Mais les Zafimaniry sont bien plus que cela, car pour les connaître, il faut marcher, traverser des jungles, des forêts et des montagnes, renoncer à son confort pendant quelques jours, adapter son corps et son esprit et, surtout, gagner leur respect et leur confiance pour accéder à leurs mystères. Leur univers naturel et animiste s’articule autour de secrets gardés depuis des générations. Les Zafimaniry ne se mélangent généralement pas avec les autres ethnies, ils parlent un dialecte malgache quelque peu différent de celui de leurs voisins betsileo, et surtout, ils respectent les croyances que les autres peuples malgaches ont perdues ou mélangées avec les nouvelles religions importées, catholicisme, protestantisme, islam…
Mais les Zafimaniry ne se plaignent pas, ils n’attendent rien du progrès, ils ne veulent pas d’aide, ils ne veulent pas qu’on les aide. Ils veulent simplement vivre en paix et en tranquillité dans leurs montagnes, comme l’ont toujours fait leurs ancêtres. Malgré cela, c’est un peuple accueillant et hospitalier, une ethnie fière, aux coutumes simples, où le présent et l’avenir ne se conçoivent pas sans le passé. Le point de référence est toujours leur histoire, leur tradition et leurs traditions. La tradition orale, les instructions données par les ancêtres aux vieux chefs de village qui sont capables de communiquer avec les voix des ancêtres lors d’une curieuse cérémonie qui se répète constamment et quotidiennement dans chaque village.La tradition orale, les instructions données par les ancêtres aux vieux chefs de village qui peuvent communiquer avec les voix des ancêtres dans une curieuse cérémonie qui se répète constamment et quotidiennement dans chaque village. De Faliarivo, les bons randonneurs peuvent facilement atteindre Tetezandrouta et Sakaivo, à travers des paysages de rizières en terrasse et de collines sacrées.

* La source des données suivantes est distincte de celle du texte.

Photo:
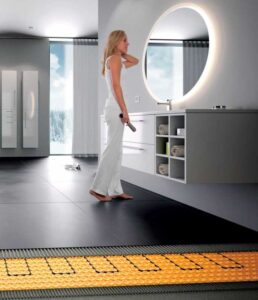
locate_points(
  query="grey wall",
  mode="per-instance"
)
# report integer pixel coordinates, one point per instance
(21, 55)
(233, 82)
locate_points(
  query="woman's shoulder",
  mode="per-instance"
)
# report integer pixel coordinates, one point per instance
(114, 59)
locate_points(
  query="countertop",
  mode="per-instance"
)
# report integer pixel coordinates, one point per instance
(192, 110)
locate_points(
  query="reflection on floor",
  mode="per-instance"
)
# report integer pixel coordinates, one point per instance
(42, 205)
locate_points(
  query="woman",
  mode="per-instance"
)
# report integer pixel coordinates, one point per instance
(107, 184)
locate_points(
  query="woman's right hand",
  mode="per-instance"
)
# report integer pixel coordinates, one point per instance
(125, 118)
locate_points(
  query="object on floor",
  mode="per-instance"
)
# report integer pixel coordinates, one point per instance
(73, 167)
(70, 272)
(178, 150)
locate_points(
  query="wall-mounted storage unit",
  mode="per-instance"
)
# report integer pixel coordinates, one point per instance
(208, 146)
(30, 109)
(9, 109)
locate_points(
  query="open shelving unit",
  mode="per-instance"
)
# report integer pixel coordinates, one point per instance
(164, 141)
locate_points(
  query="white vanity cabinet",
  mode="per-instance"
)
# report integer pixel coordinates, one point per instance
(138, 146)
(30, 109)
(220, 146)
(9, 109)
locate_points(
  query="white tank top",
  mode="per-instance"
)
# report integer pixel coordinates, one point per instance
(108, 77)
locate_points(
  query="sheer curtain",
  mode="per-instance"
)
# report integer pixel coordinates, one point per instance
(195, 56)
(85, 109)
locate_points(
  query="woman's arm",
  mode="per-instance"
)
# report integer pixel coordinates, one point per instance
(129, 60)
(115, 66)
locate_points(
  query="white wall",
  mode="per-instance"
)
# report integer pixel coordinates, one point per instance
(232, 81)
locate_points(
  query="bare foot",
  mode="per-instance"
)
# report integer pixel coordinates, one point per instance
(100, 197)
(123, 196)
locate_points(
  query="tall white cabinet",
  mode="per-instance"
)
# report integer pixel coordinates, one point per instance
(30, 109)
(9, 109)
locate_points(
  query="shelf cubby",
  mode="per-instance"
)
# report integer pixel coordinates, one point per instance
(176, 165)
(161, 144)
(162, 120)
(177, 169)
(161, 160)
(176, 121)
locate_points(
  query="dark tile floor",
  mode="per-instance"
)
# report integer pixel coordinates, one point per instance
(43, 205)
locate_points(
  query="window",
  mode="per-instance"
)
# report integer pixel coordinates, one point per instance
(164, 69)
(61, 97)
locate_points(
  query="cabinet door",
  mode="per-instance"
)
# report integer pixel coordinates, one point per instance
(30, 109)
(9, 109)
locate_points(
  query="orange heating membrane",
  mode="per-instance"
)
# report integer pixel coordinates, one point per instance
(127, 270)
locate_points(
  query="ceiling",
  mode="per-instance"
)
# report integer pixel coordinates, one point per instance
(182, 24)
(49, 18)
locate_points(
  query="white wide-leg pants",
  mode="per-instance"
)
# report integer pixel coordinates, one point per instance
(107, 179)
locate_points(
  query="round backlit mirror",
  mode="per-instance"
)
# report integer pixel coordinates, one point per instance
(176, 54)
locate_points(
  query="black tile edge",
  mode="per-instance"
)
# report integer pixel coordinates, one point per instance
(134, 290)
(124, 250)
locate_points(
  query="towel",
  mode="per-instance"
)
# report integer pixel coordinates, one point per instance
(163, 129)
(178, 150)
(163, 169)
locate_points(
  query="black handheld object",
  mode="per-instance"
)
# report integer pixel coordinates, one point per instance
(130, 125)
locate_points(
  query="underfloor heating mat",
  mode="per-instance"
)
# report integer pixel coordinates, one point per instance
(126, 270)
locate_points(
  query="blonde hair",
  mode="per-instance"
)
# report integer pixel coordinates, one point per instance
(113, 40)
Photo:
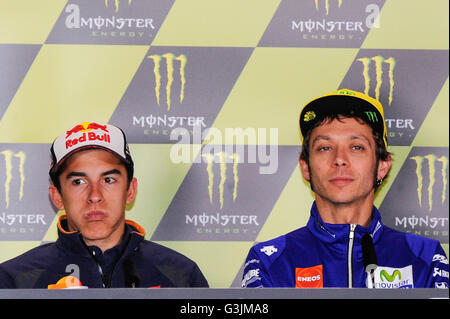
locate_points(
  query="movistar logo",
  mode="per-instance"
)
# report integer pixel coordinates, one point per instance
(384, 274)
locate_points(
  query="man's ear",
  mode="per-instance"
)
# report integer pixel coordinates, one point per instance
(384, 167)
(56, 197)
(304, 167)
(132, 189)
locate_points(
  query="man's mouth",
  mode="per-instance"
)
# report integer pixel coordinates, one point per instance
(341, 181)
(95, 215)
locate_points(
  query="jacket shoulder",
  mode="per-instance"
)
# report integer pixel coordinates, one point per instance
(269, 251)
(421, 247)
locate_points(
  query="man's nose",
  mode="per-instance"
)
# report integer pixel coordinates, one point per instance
(341, 158)
(95, 194)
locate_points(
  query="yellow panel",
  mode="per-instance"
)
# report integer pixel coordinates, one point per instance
(277, 82)
(434, 130)
(11, 249)
(399, 155)
(158, 181)
(25, 21)
(68, 84)
(411, 24)
(219, 262)
(216, 23)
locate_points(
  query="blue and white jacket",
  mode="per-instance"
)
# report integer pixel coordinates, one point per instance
(330, 255)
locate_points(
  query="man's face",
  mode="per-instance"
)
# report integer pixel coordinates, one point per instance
(94, 193)
(342, 162)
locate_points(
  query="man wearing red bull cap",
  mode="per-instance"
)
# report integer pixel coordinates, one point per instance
(92, 175)
(345, 244)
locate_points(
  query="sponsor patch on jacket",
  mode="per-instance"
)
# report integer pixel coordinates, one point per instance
(388, 277)
(310, 277)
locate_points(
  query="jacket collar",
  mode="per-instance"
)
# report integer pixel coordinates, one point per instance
(73, 242)
(331, 233)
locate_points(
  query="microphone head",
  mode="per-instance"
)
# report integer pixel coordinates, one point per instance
(368, 249)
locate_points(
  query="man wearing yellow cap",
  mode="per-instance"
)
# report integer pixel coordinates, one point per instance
(345, 244)
(92, 175)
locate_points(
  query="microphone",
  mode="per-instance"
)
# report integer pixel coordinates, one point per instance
(369, 259)
(131, 275)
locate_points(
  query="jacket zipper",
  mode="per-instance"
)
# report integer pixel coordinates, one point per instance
(106, 281)
(351, 237)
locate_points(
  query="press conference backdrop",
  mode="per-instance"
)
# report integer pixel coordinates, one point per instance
(208, 93)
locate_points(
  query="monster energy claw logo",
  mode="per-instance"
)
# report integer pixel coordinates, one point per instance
(431, 159)
(8, 157)
(327, 5)
(372, 116)
(385, 275)
(116, 4)
(170, 58)
(379, 60)
(223, 170)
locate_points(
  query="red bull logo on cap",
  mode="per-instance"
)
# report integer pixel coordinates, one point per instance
(91, 131)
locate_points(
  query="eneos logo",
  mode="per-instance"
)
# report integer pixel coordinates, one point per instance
(311, 277)
(100, 134)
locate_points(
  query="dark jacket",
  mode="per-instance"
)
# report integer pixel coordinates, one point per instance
(134, 262)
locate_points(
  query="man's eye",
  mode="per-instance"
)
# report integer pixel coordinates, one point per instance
(110, 180)
(78, 181)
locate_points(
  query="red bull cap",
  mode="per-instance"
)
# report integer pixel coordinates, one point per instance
(87, 135)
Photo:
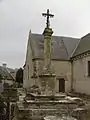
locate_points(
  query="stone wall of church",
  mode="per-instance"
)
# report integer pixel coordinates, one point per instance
(62, 70)
(81, 80)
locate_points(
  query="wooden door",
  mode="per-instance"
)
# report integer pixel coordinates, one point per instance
(61, 85)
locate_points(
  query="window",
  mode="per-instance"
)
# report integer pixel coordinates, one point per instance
(88, 68)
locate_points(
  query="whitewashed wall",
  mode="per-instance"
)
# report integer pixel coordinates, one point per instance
(81, 81)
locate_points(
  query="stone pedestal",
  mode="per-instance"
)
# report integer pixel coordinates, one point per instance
(47, 83)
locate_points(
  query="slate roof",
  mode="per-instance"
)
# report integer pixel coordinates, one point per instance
(7, 73)
(83, 46)
(62, 47)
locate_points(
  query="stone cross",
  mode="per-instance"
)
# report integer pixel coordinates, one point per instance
(48, 15)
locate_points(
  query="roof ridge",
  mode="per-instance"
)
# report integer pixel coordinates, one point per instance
(75, 48)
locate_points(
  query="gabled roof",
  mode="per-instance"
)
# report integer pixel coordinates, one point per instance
(83, 46)
(62, 47)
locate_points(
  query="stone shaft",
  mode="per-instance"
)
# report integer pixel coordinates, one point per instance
(47, 48)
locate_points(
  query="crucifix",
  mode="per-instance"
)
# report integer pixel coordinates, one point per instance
(48, 15)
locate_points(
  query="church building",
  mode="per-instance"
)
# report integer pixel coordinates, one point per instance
(70, 61)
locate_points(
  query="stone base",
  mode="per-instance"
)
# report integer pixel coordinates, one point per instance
(47, 83)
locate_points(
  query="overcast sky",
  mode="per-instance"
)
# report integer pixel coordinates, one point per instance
(17, 17)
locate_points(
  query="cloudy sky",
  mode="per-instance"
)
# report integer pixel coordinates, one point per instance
(17, 17)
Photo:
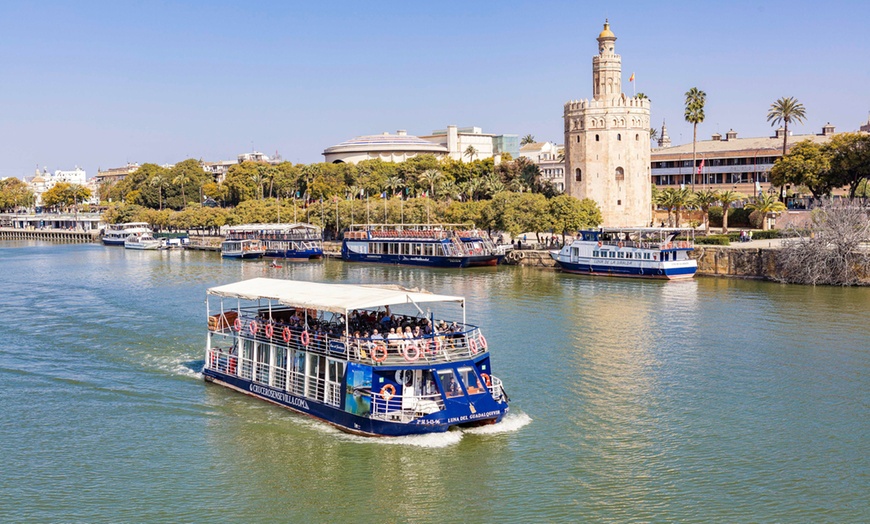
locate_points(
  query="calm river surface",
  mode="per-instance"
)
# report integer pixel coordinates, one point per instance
(710, 400)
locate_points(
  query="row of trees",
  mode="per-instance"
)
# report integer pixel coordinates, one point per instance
(506, 211)
(156, 187)
(677, 200)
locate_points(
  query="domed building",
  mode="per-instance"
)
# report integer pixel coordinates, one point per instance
(387, 147)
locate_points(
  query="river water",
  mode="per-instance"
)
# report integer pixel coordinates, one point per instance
(709, 400)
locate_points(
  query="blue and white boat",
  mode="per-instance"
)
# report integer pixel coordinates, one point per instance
(244, 249)
(433, 245)
(117, 234)
(313, 348)
(291, 241)
(624, 252)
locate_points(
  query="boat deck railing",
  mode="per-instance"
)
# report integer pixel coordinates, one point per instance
(466, 342)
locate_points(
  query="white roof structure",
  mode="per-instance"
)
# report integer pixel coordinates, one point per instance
(336, 298)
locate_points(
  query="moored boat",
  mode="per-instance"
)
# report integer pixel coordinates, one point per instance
(660, 253)
(249, 248)
(291, 241)
(317, 349)
(142, 241)
(116, 234)
(433, 245)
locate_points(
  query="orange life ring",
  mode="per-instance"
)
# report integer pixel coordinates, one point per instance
(388, 392)
(379, 353)
(409, 356)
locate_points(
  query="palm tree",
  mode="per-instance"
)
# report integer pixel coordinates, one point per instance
(703, 200)
(180, 180)
(727, 198)
(470, 151)
(394, 184)
(766, 205)
(430, 177)
(159, 181)
(786, 110)
(695, 100)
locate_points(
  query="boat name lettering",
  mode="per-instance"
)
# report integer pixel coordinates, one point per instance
(278, 395)
(466, 418)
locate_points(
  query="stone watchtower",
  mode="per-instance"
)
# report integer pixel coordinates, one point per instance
(607, 146)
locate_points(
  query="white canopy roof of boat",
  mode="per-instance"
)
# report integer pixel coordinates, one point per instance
(337, 298)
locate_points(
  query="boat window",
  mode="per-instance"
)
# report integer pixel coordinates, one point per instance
(472, 383)
(449, 383)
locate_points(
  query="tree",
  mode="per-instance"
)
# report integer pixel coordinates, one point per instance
(703, 200)
(850, 160)
(727, 198)
(807, 164)
(159, 181)
(470, 152)
(766, 205)
(695, 100)
(785, 110)
(570, 214)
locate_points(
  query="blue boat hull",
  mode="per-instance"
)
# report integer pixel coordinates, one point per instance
(628, 271)
(435, 423)
(304, 254)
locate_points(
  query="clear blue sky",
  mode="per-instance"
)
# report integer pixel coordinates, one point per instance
(99, 84)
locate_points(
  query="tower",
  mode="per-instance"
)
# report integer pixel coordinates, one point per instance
(607, 147)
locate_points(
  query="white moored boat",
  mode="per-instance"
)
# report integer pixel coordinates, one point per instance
(630, 252)
(142, 241)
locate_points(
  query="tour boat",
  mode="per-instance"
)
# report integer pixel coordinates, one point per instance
(242, 249)
(142, 241)
(312, 347)
(116, 234)
(624, 252)
(293, 241)
(434, 245)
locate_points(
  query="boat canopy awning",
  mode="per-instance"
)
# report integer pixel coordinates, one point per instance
(337, 298)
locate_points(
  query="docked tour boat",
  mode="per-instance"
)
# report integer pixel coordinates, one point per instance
(293, 241)
(298, 345)
(116, 234)
(242, 249)
(142, 241)
(623, 252)
(434, 245)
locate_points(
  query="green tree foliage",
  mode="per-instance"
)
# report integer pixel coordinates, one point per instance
(850, 160)
(785, 111)
(806, 164)
(14, 193)
(571, 214)
(695, 101)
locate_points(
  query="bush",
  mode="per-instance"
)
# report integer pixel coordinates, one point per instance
(714, 240)
(715, 216)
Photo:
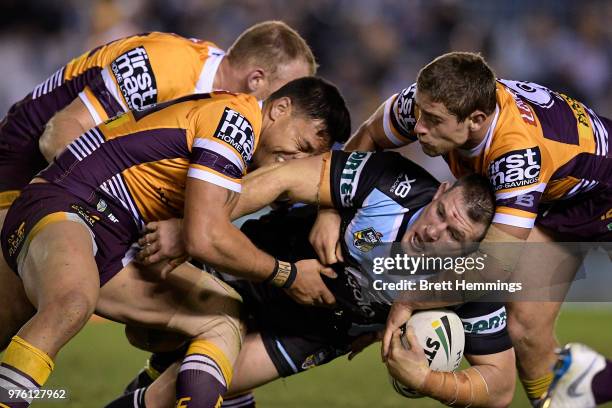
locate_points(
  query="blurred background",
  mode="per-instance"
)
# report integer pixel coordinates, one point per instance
(369, 48)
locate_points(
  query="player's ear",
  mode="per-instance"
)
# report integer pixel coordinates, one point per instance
(280, 107)
(444, 187)
(256, 80)
(476, 120)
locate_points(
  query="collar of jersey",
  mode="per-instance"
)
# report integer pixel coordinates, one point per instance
(486, 141)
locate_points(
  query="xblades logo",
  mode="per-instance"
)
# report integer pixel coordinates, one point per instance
(402, 186)
(516, 168)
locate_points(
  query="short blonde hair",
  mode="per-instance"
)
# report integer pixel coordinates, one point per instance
(271, 44)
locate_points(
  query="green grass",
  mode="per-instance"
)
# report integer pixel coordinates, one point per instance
(98, 363)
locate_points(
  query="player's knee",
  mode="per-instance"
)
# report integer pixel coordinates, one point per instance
(527, 331)
(152, 340)
(11, 320)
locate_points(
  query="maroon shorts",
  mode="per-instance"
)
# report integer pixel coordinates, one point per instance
(587, 219)
(114, 230)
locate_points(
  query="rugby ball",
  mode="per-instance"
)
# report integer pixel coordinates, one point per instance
(440, 333)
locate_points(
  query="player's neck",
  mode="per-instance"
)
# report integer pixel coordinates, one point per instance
(226, 78)
(477, 136)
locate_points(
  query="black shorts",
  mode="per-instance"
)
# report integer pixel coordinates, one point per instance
(113, 229)
(298, 337)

Au loin, cachés dans les vallées de la jungle, se trouvent les villages de Kidodo (redouté par presque tous les Zafi Maniry en raison d’une sombre histoire de sorcellerie), Maharivo, Votohamandry, Ambohinarivo, Ambatolampe (où l’on trouve les meilleurs ébénistes), Amboihitombo…

Jusqu’à 52 redoutes du passé, temples vivants de la tradition orale d’une île surréaliste où les cultures sont en perpétuel mouvement et où les choses, même si elles semblent changer, ne changent finalement jamais.
Nous sommes revenus à Antoetra après plusieurs jours de marche à travers les montagnes Zafimaniry, fatigués, poussiéreux, impatients de retrouver le refuge de l’écolodge d’Ambalandingana, mais avec la sensation unique d’avoir fait un voyage dans le temps à la portée de très peu de voyageurs.